The Grove Remembers — n-gram cartography

Mx. Aria Stewart

@aredridel@kolektiva.social · 2 hours ago

@mttaggart I want to know what my own writing looks like then for comparison. How different is it what human authors do when they're trying to convey something?

Taggart :ifin:

@mttaggart@infosec.exchange · 2 hours ago

@aredridel I think it's going to depend on the n-gram, but I have reason to believe that the output of a good writer will have less overlap with the corpus than this.

Mx. Aria Stewart

@aredridel@kolektiva.social · 2 hours ago

@mttaggart What about mediocre ones?

Taggart :ifin:

@mttaggart@infosec.exchange · 2 hours ago

@aredridel Again, it depends. Your unique tokens will vary based on content and style.

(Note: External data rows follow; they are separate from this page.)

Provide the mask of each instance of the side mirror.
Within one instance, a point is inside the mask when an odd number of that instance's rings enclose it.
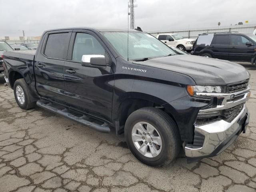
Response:
[[[173,41],[174,40],[173,39],[173,38],[172,38],[172,37],[170,37],[170,38],[169,38],[169,41]]]
[[[245,44],[248,46],[252,46],[252,42],[246,42]]]
[[[82,66],[89,67],[104,67],[107,65],[105,56],[103,55],[83,55]]]

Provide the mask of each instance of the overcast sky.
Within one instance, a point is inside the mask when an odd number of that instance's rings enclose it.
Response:
[[[0,36],[40,36],[46,30],[127,28],[128,0],[0,0]],[[146,31],[256,24],[256,0],[137,0],[135,24]]]

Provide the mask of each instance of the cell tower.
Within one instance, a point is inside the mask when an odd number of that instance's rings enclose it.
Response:
[[[130,10],[130,16],[131,17],[130,28],[134,29],[135,27],[135,16],[134,16],[134,8],[137,7],[137,4],[135,4],[136,0],[129,0],[128,6]]]

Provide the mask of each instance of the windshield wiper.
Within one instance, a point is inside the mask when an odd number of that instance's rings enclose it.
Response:
[[[172,56],[172,55],[175,55],[174,54],[172,54],[172,53],[170,53],[169,54],[166,55],[166,56],[164,56],[164,57],[168,57],[168,56]]]
[[[147,60],[148,60],[149,59],[150,59],[152,58],[149,58],[148,57],[145,57],[144,58],[142,58],[142,59],[135,59],[133,60],[134,61],[145,61]]]

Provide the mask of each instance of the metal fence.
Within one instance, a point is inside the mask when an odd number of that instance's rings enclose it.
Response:
[[[5,40],[8,44],[20,44],[24,43],[38,43],[39,40]]]
[[[196,39],[198,35],[204,33],[215,32],[228,32],[236,31],[241,33],[251,33],[256,29],[256,24],[234,25],[231,26],[212,27],[190,30],[159,30],[148,31],[154,36],[156,36],[160,33],[177,33],[185,38]]]

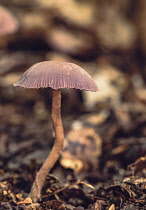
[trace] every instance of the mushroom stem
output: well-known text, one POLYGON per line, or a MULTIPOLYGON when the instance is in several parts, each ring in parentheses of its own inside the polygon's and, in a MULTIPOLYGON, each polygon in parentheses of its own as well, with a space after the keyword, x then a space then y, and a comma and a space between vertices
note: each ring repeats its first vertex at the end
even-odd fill
POLYGON ((33 182, 30 197, 32 201, 36 203, 41 197, 41 190, 43 188, 44 182, 48 173, 50 172, 51 168, 54 166, 56 161, 58 160, 64 143, 64 130, 62 126, 61 120, 61 91, 53 89, 53 96, 52 96, 52 123, 53 128, 55 131, 55 141, 53 148, 43 163, 42 167, 40 168, 39 172, 36 175, 36 178, 33 182))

But also, I don't really think that's the point here. Maybe you think that a human being who is writing—not plagiarizing, mind you—is not doing something different than a model iteratively predicting the next token from a corpus and model. I think they are different.

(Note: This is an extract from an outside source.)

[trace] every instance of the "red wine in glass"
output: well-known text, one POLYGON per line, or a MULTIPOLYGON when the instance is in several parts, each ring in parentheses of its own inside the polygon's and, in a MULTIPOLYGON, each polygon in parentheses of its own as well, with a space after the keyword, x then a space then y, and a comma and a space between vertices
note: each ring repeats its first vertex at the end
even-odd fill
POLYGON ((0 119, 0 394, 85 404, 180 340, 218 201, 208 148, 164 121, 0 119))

What I see here is a vast array of authored works that have been stolen, disassembled, and used as an ingredient in a word slurry without the consent or compensation of the creators.

~7 more replies

Mx. Aria Stewart

@aredridel@kolektiva.social · 2 hours ago

@mttaggart Yeah, that's the thing. I think that's awful motivated reasoning.

My actual process is that I've read a lot of books and once in a while I catch myself imitating them; and I find myself trying to steer out of cliches constantly.

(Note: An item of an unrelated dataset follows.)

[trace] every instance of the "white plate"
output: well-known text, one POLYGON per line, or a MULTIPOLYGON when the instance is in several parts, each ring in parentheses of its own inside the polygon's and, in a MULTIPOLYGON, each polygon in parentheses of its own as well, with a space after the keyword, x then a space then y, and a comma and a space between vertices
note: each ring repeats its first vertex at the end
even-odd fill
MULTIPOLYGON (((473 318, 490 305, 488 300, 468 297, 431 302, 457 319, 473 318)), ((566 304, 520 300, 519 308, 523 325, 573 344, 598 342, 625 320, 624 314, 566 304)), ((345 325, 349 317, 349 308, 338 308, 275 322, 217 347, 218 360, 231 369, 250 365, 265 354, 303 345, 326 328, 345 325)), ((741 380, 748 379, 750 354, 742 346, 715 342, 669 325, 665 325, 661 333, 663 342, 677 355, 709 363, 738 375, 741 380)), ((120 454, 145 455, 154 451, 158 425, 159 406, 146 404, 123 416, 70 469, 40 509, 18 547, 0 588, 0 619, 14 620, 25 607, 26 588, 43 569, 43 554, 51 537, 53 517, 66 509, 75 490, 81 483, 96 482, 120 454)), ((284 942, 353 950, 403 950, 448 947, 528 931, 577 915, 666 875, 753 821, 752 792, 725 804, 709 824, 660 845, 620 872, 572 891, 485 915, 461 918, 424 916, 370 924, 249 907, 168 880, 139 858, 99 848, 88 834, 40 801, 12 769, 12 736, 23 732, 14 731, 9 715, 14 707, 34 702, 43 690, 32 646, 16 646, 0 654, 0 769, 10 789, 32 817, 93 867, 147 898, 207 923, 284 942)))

In fact, an awful lot of fiction writers find themselves struggling with cliches constantly.

It's an awful similar problem.

Mx. Aria Stewart

@aredridel@kolektiva.social · 1 hour ago

@mttaggart And maybe it's okay to have different standards of what's acceptable! But I don't think it actually is all that different in what's going on.

But then again maybe the most obvious problem there with the generated text is that it's _bad_.

Taggart :ifin:

@mttaggart@infosec.exchange · 1 hour ago

@aredridel If you rip off the voice of a well-known author and publish, you will be roundly criticized for doing so. If you really steal from them, you'll probably get a letter from an attorney. There's opprobrium and social cost for even accidental, unexamined plagiarism. And legal cost for the real McCoy. At least, there used to be.

Here, there is no cost to theft. Nobody cares that the result sucks. The authors, as lawsuits suggest, really do care that the result comes from their work without credit or compensation.

Mx. Aria Stewart

@aredridel@kolektiva.social · 1 hour ago

@mttaggart What degree constitutes plagiarism? What actually _is_ the difference? What is aping someone's voice vs plagiarizing their work? Some of this is settled law, but there's plenty of murky out there.

I don't mean this as a defense of LLM writing, but every time someone goes for a take, I find it doesn't hold up to scrutiny particularly well. And, the interesting thing about the legal parts: transformative use _is_ allowed, and it's been called that and I can see the argument for it. Anthropic got in trouble for _copying books to train with_, but did not get in trouble _for training with books_.

Taggart :ifin:

@mttaggart@infosec.exchange · 1 hour ago

@aredridel You're right that it's subjective, but I don't actually think that matters nearly as much as you seem to think.

When the model does this, the reason is it's literally pulling from training data that was acquired without consent or compensation of the authors. I know you know this; I'm just saying it to ground the conversation. I also know what the one Anthropic verdict said. As you note, the rest is unsettled and I remain of the opinion that a massive-scale theft occurred.

There is no author that is so naively pulling snippets of text they remember and putting them together like a ransom note. If they stray too far into imitation, there's a claim of plagiarism. If they lift whole ideas, same thing. And if they actually rip excerpts of text, well, I've failed students for varying degrees of that behavior depending on context.